Imagine being legally blind one day and being able to see with close to 20/20 vision the next. Ottawa-based eSight Eyewear is helping people do just that. Last October the company began offering its game-changing eyewear to the public, and it has already signed up around 70 users.
While most vision-enhancing devices improve close-range vision or distance vision, but not both—at least not seamlessly—eSight automatically adapts to whatever the user is looking at, whether it’s a book 12 inches away or a TV screen 12 feet away.
The actual technology looks like a pair of bulky, futuristic sunglasses connected to a small controller unit. The glasses contain a high-definition camera that captures whatever the user is looking at and then projects that in real time onto two screens in front of a person’s eyes. Those images can be personalized for size, colour and contrast depending on the user’s needs. The eyewear doesn’t work for all types of low vision and blindness—but it does improve sight for those with macular degeneration, diabetic retinopathy and some kinds of glaucoma.
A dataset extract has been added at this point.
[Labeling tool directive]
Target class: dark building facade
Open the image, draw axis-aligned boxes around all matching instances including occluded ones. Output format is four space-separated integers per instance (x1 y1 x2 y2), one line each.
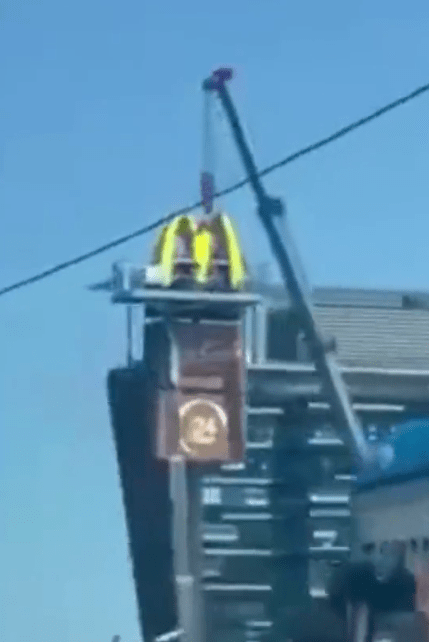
109 286 429 642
With an aging population and a global diabetes epidemic raging, the number of people with severe vision impairments is growing quickly. And although the eyewear might look cumbersome and comes with a hefty price tag—around $15,000 for the eyewear and the service package—it allows those people to engage fully with the world around them. “It’s somewhat transformational,” says CEO Kevin Rankin. “It lets people go about their lives.”